2. The touch panel as claimed in claim 1, wherein each first inductive electrode comprises four inductive lines and two secondary connecting lines; and

each inductive line of the first inductive electrode further comprises a front end and a back end, one of the secondary connecting lines of the first inductive electrode is connected to the front ends of the inductive lines of the first inductive electrode, and the other one of the secondary connecting lines of the first inductive electrode is connected to the back ends of the inductive lines of the first inductive electrode.

3. The touch panel as claimed in claim 1, wherein each second inductive electrode comprises four inductive lines and two secondary connecting lines; and

each inductive line of the second inductive electrode further comprises a front end and a back end, one of the secondary connecting lines of the second inductive electrode is connected to the front ends of the inductive lines of the second inductive electrode and the other one of the secondary connecting lines of the second inductive electrode is connected to the back ends of the inductive lines of the second inductive electrode.

4. The touch panel as claimed in claim 2, wherein each second inductive electrode comprises four inductive lines and two secondary connecting lines; and

each inductive line of the second inductive electrode further comprises a front end and a back end, one of the secondary connecting lines of the second inductive electrode is connected to the front ends of the inductive lines of the second inductive electrode and the other one of the secondary connecting lines of the second inductive electrode is connected to the back ends of the inductive lines of the second inductive electrode.
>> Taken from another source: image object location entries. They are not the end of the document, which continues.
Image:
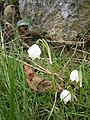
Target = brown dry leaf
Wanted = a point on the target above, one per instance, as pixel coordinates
(36, 83)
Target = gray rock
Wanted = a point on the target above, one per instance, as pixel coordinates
(62, 20)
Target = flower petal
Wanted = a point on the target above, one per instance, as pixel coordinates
(65, 96)
(34, 51)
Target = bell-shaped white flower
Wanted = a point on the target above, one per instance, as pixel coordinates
(74, 76)
(65, 96)
(34, 51)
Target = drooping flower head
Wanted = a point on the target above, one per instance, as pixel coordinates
(34, 51)
(74, 76)
(65, 96)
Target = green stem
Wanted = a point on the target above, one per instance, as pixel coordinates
(53, 80)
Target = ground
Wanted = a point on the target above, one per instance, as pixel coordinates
(17, 100)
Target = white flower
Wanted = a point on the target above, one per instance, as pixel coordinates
(65, 96)
(34, 51)
(74, 76)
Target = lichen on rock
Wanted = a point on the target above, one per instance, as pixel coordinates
(63, 20)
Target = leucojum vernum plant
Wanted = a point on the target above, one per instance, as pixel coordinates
(76, 76)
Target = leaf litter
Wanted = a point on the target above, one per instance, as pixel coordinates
(38, 84)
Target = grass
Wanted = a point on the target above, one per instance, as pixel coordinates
(18, 102)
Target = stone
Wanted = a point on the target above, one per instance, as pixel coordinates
(62, 20)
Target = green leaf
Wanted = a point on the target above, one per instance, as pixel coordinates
(25, 21)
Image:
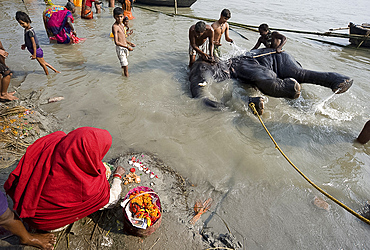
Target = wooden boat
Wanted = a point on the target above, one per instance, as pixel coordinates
(364, 30)
(171, 3)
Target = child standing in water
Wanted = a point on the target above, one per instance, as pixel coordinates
(221, 26)
(31, 42)
(122, 45)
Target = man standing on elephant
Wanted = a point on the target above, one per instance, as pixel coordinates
(201, 42)
(221, 26)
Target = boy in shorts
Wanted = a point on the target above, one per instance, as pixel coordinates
(221, 26)
(122, 45)
(5, 75)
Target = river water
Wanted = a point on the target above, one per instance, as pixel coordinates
(227, 154)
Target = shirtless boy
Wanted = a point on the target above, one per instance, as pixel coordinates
(270, 39)
(199, 34)
(221, 26)
(5, 75)
(122, 45)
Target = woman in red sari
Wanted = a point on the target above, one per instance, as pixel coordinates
(61, 178)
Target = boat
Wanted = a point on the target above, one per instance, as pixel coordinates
(170, 3)
(363, 29)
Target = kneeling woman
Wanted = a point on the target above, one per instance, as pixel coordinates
(58, 24)
(86, 8)
(61, 179)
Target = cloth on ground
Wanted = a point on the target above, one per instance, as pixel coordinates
(61, 178)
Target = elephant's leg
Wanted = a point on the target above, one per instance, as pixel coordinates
(266, 80)
(287, 66)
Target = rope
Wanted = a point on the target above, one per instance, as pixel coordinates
(255, 28)
(252, 106)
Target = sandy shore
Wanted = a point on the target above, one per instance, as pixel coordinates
(104, 229)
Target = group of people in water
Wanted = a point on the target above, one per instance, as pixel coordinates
(205, 40)
(58, 22)
(61, 178)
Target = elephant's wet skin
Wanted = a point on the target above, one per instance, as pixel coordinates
(201, 73)
(285, 66)
(249, 71)
(274, 74)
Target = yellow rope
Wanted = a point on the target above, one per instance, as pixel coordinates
(252, 106)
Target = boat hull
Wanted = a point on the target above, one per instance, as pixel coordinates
(359, 30)
(170, 3)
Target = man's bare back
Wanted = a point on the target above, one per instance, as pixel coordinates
(198, 35)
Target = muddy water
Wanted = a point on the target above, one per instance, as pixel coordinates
(227, 154)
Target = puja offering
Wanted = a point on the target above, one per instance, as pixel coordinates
(142, 211)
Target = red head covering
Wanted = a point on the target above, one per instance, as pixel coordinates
(61, 178)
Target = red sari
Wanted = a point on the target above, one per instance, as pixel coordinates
(61, 178)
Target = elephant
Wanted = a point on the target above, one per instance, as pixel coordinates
(274, 74)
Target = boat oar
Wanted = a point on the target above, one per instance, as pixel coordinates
(344, 28)
(246, 38)
(367, 35)
(266, 54)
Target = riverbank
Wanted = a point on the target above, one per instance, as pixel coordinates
(105, 229)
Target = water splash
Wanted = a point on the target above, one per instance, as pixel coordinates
(235, 51)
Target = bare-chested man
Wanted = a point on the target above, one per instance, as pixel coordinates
(201, 42)
(270, 39)
(122, 45)
(221, 26)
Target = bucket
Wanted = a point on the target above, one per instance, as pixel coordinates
(77, 3)
(128, 226)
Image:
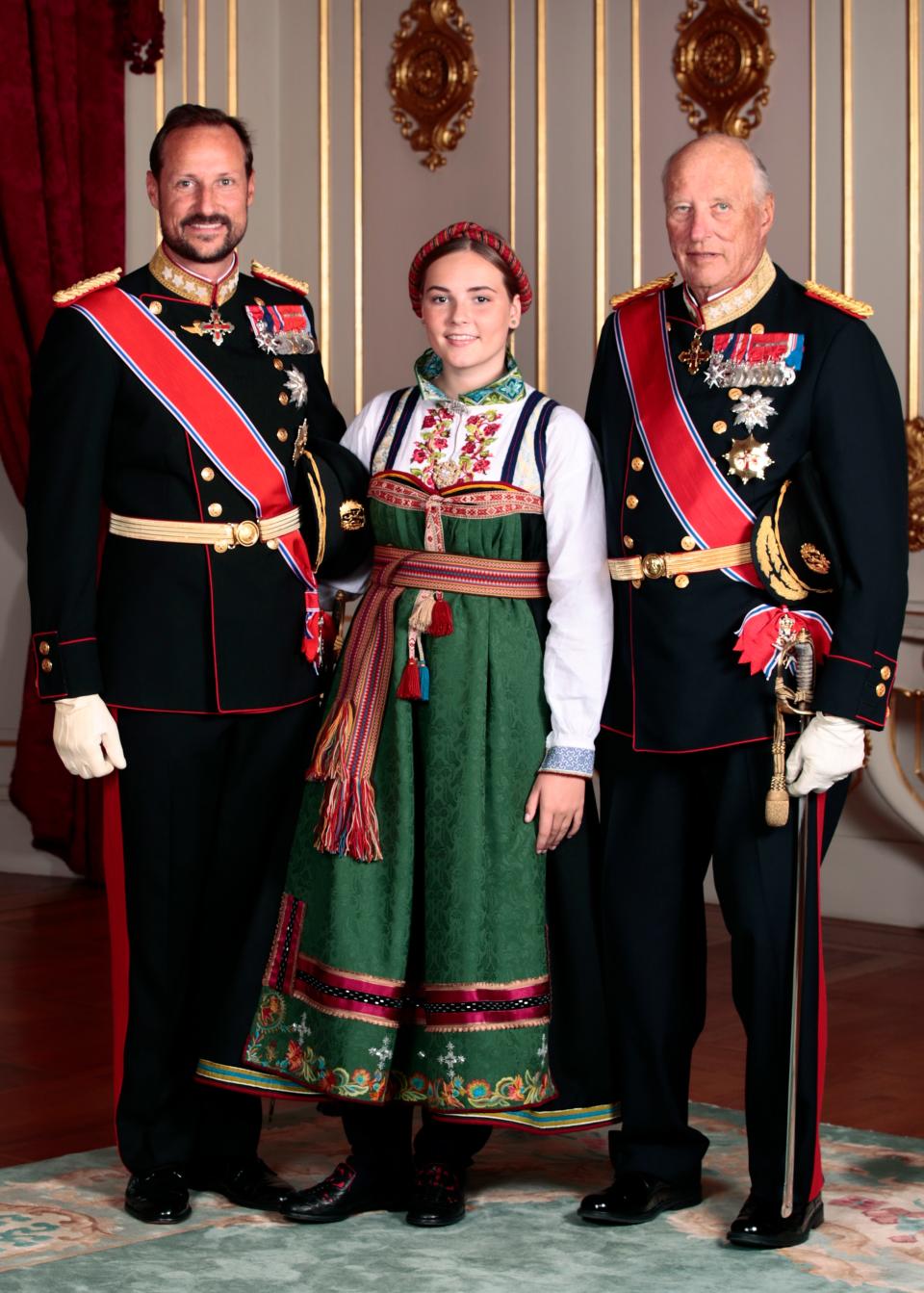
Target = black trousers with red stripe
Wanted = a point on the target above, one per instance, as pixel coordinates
(663, 817)
(208, 810)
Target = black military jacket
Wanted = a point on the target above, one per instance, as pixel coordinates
(172, 626)
(676, 682)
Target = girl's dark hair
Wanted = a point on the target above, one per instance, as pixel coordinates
(486, 252)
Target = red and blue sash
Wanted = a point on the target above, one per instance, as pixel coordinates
(215, 421)
(700, 496)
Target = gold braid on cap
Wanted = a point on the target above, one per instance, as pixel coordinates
(68, 295)
(860, 309)
(275, 275)
(656, 285)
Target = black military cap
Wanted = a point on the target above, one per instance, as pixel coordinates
(794, 545)
(332, 487)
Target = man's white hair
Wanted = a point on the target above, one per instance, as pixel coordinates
(762, 188)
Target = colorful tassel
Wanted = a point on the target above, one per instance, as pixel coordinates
(422, 611)
(441, 618)
(415, 677)
(330, 747)
(408, 686)
(347, 825)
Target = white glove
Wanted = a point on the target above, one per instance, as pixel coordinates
(829, 750)
(86, 737)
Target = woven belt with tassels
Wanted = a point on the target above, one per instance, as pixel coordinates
(344, 754)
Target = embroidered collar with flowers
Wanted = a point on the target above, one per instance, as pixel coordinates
(181, 282)
(433, 462)
(506, 388)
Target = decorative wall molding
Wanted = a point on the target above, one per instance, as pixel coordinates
(913, 438)
(432, 78)
(721, 64)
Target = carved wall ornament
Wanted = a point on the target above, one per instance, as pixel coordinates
(913, 437)
(432, 78)
(721, 64)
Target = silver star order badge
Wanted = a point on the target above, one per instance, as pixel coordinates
(296, 384)
(267, 342)
(754, 410)
(717, 370)
(747, 459)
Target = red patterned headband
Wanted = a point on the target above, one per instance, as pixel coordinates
(466, 229)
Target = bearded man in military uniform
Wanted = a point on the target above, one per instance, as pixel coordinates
(188, 401)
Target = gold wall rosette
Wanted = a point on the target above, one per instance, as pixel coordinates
(721, 63)
(432, 78)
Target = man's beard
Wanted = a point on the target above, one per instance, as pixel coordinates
(181, 246)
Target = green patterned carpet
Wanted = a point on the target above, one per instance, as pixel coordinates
(63, 1228)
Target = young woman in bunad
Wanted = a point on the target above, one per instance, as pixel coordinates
(437, 943)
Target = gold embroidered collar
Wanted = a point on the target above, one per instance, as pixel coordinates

5. The touch panel as claimed in claim 1, wherein a ratio of a line width of the inductive line of the first inductive electrode and a width of the gap between any two neighboring inductive lines of the first inductive electrode is 1:3 to 1:10; and

a ratio of a line width of the inductive line of the second inductive electrode and a width of the gap between any two neighboring inductive lines of the second inductive electrode is 1:3 to 1:10.

6. The touch panel as claimed in claim 2, wherein a ratio of a line width of the inductive line of the first inductive electrode and a width of the gap between any two neighboring inductive lines of the first inductive electrode is 1:3 to 1:10; and

a ratio of a line width of the inductive line of the second inductive electrode and a width of the gap between any two neighboring inductive lines of the second inductive electrode is 1:3 to 1:10.

7. The touch panel as claimed in claim 3, wherein a ratio of a line width of the inductive line of the first inductive electrode and a width of the gap between any two neighboring inductive lines of the first inductive electrode is 1:3 to 1:10; and

a ratio of a line width of the inductive line of the second inductive electrode and a width of the gap between any two neighboring inductive lines of the second inductive electrode is 1:3 to 1:10.

8. The touch panel as claimed in claim 4, wherein a ratio of a line width of the inductive line of the first inductive electrode and a width of the gap between any two neighboring inductive lines of the first inductive electrode is 1:3 to 1:10; and

a ratio of a line width of the inductive line of the second inductive electrode and a width of the gap between any two neighboring inductive lines of the second inductive electrode is 1:3 to 1:10.

9. The touch panel as claimed in claim 1, the insulating layer is a substrate.